Sur la demande de provision
Aux termes de l’article 789 du Code de procédure civile, le juge de la mise en état peut accorder une provision au créancier lorsque l’existence de l’obligation n’est pas sérieusement contestable.
Il appartient au demandeur d’établir l’existence de l’obligation qui fonde sa demande de provision tant en son principe qu’en son montant et la condamnation provisionnelle, que peut prononcer le juge des référés sans excéder ses pouvoirs, n’a d’autre limite que le montant non sérieusement contestable de la créance alléguée.
En l’espèce, Monsieur [S] [D] sollicite une provision d’un montant de 80.000 euros à valoir sur l’indemnisation de ses préjudices.
Or, la demande de Monsieur [S] [D] se heurte nécessairement à une contestation sérieuse en ce qu’il n’appartient pas au juge de la mise en état de se livrer à une analyse des pièces, preuves, moyens et arguments permettant d’apprécier de la responsabilité recherchée de la société OTTOBOCK Réseau Orthopédie & Services, cette appréciation relevant que du juge du fond.
Dans ces conditions, il convient de débouter Monsieur [S] [D] de sa demande de provision.
***
L’affaire paraissant presque en état d’être jugée au fond, il convient d’ordonner la clôture de la procédure selon le calendrier ci-après.

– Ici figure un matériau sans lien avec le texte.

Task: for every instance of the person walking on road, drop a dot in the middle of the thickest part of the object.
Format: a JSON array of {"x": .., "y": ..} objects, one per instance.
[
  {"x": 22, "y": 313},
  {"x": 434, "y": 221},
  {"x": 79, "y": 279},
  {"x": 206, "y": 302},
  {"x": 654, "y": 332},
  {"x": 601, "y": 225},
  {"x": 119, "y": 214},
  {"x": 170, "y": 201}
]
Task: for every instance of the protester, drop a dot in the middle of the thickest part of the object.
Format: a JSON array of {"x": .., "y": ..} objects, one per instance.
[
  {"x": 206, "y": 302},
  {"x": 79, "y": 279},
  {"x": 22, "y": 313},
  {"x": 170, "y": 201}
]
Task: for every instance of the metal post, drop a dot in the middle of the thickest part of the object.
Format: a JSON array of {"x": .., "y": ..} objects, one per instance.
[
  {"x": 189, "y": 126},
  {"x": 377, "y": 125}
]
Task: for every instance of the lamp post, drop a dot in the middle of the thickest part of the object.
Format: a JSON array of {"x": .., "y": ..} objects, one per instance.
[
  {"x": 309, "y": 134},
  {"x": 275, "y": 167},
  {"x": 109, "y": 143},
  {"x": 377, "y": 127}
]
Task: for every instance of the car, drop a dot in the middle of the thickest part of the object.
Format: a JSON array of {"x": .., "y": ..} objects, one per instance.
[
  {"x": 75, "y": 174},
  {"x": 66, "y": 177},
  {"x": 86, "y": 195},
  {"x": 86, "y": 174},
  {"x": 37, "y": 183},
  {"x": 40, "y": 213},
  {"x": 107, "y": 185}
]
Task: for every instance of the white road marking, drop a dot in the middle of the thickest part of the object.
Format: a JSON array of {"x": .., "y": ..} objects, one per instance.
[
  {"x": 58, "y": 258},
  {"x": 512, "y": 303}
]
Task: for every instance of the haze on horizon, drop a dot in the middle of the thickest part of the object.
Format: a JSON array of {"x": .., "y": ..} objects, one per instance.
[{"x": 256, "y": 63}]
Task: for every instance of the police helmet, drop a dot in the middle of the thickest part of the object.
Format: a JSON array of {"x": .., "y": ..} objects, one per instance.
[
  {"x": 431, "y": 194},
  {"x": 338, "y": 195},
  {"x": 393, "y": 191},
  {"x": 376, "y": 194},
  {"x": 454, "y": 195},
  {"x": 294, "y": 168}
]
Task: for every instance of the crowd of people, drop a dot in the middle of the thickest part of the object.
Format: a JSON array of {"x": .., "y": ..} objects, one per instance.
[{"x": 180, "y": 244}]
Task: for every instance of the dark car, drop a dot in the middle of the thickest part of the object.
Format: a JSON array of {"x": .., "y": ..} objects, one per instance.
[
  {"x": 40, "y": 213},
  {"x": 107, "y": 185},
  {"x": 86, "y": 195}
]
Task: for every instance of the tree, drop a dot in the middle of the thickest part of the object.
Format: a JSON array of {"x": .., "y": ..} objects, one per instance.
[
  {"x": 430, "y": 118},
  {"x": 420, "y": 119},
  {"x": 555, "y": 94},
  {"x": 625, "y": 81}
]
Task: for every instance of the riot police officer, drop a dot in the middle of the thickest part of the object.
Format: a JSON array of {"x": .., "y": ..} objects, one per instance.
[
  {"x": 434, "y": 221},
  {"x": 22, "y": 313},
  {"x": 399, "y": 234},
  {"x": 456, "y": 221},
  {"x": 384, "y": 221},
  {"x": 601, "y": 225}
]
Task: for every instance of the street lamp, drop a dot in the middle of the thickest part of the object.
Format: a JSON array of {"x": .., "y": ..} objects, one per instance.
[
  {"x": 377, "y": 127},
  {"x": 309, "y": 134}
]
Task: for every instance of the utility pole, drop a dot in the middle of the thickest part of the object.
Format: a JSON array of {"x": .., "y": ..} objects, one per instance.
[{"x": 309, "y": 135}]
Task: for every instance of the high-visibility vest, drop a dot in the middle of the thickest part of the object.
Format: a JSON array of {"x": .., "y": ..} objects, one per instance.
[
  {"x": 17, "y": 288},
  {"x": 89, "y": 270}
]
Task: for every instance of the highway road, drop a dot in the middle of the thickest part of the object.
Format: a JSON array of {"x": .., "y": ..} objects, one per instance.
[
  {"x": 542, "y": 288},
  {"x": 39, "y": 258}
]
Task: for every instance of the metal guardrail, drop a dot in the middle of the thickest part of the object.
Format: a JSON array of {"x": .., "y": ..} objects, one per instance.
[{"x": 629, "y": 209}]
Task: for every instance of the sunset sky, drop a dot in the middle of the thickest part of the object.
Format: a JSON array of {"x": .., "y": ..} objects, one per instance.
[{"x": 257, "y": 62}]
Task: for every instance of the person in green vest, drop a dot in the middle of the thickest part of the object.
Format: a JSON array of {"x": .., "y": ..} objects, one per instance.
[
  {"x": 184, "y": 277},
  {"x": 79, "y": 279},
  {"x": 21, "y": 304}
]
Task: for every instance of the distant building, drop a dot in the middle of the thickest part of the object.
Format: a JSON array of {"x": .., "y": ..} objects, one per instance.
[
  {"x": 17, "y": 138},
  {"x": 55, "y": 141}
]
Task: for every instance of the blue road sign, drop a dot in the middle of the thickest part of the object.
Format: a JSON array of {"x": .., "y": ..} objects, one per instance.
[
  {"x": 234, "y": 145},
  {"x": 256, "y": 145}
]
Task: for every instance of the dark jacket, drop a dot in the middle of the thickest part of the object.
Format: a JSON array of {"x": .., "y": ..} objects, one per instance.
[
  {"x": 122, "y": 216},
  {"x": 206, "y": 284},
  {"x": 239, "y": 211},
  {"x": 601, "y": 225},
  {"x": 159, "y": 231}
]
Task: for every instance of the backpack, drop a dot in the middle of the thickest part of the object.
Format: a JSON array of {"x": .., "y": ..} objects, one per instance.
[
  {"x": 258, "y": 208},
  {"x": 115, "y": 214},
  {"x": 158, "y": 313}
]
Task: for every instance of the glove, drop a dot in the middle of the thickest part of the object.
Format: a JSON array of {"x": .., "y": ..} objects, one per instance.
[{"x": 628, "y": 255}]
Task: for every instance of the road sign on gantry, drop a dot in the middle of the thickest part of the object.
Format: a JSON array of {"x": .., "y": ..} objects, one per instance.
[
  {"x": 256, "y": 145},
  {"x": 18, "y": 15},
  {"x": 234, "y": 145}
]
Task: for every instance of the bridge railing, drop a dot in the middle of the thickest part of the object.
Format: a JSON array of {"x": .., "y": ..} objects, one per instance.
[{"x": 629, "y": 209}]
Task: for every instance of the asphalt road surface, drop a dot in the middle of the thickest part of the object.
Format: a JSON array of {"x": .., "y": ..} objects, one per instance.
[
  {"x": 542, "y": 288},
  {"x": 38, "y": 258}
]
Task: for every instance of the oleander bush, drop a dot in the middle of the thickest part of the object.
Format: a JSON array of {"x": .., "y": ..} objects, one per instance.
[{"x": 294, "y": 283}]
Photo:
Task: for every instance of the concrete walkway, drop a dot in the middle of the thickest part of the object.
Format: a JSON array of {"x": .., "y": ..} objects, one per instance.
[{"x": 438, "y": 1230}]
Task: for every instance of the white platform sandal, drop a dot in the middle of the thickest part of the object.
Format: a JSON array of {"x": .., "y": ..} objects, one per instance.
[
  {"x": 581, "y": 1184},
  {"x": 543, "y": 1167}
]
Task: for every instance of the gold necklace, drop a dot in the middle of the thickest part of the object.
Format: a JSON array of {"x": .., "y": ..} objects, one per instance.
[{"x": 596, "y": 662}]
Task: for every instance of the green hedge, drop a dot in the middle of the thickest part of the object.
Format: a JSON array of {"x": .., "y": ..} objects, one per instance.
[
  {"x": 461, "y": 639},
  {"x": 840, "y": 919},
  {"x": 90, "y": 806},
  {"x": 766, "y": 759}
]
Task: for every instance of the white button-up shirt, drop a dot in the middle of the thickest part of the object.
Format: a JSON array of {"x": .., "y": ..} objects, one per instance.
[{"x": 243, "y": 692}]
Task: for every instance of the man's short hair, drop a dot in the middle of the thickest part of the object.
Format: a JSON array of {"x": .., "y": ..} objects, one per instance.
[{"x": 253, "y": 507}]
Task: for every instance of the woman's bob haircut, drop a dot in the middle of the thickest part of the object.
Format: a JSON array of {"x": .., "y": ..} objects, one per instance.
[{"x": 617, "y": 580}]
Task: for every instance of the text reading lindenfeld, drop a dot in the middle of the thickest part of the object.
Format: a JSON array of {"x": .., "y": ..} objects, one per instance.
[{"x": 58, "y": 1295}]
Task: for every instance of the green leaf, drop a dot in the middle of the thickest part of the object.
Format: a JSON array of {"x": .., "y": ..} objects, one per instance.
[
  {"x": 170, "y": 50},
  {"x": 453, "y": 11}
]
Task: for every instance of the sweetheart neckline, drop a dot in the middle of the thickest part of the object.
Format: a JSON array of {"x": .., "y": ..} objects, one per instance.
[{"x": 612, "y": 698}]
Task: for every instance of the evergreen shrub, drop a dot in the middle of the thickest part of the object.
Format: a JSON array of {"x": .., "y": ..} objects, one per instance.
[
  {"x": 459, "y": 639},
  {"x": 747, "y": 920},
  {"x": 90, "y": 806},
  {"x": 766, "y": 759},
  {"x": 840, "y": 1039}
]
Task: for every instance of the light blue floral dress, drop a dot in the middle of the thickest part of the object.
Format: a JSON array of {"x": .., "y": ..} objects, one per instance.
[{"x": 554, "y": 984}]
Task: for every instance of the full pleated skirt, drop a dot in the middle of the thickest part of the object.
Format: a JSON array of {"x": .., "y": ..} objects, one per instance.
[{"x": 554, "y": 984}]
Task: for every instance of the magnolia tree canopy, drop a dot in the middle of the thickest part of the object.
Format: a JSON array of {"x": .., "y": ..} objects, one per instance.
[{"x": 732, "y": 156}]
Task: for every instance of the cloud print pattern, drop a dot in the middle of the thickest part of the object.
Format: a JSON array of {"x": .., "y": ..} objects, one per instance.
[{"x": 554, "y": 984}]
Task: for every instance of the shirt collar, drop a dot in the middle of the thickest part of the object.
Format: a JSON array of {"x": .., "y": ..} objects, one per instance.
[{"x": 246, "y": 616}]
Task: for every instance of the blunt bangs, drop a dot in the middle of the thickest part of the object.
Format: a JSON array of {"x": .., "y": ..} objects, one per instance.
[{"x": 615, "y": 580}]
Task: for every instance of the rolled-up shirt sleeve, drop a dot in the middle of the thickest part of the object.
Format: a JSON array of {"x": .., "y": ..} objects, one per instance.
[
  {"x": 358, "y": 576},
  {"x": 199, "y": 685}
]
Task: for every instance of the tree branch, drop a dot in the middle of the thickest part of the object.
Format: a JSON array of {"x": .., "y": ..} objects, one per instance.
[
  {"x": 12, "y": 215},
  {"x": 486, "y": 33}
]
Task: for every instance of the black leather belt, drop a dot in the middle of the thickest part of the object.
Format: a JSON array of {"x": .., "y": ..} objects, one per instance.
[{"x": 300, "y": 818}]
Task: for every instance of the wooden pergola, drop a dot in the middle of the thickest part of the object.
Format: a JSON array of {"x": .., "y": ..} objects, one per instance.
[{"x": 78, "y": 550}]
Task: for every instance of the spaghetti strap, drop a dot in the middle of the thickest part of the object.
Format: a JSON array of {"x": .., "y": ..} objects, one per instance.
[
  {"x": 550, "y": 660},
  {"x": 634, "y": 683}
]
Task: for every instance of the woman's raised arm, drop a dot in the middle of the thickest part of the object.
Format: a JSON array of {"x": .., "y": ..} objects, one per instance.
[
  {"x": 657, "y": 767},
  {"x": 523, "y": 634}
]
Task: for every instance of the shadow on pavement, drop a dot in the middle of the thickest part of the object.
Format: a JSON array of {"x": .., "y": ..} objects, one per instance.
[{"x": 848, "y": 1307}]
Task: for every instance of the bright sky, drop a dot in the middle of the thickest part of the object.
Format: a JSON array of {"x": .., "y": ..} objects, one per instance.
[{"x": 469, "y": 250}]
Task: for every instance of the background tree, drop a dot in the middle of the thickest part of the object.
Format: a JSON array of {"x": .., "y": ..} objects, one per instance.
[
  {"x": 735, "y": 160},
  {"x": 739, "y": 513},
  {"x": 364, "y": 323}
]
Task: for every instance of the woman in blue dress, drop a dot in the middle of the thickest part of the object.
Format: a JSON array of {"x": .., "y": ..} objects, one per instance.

Sur les dépens et les frais irrépétibles
Les demandes liées aux dépens comme aux frais irrépétibles seront jugées en même temps que le fond, il convient donc de les réserver.
PAR CES MOTIFS
Nous, Anne LEZER, Juge de la mise en état, statuant par ordonnance mixte réputé contradictoire, prononcée par mise à disposition au greffe, en premier ressort,
DISONS que la fin de non-recevoir soulevée par la société OTTOBOCK Réseau Orthopédie & Services sera examinée à l’issue de l’instruction par la formation de jugement appelée à statuer sur le fond ;
INVITONS la société OTTOBOCK Réseau Orthopédie & Services à reprendre la fin de non-recevoir dans les conclusions adressées à la formation de jugement ;
DEBOUTONS Monsieur [S] [D] de sa demande de provision ;
ENJOIGNONS à :
— les parties défenderesses de conclure au fond avant le 06 juillet 2025 ;
— Monsieur [S] [D] éventuellement répliquer avant le 06 septembre 2025 ;
ORDONNONS la clôture de l’affaire à effets au 16 septembre 2025 ;
FIXONS la présente affaire à l’audience de plaidoirie au fond devant ce tribunal siégeant EN FORMATION COLLEGIALE à l’audience du 16 octobre 2025 à 14h ;
Pour cette date, invitons les parties à se tenir prêtes à plaider,
DISONS que les dépens et les frais irrépétibles suivront le sort de la procédure au fond ;
AINSI JUGE EN AUDIENCE PUBLIQUE ET PRONONCE PAR MISE A DISPOSITION AU GREFFE LES JOUR, MOIS ET AN SUSDITS.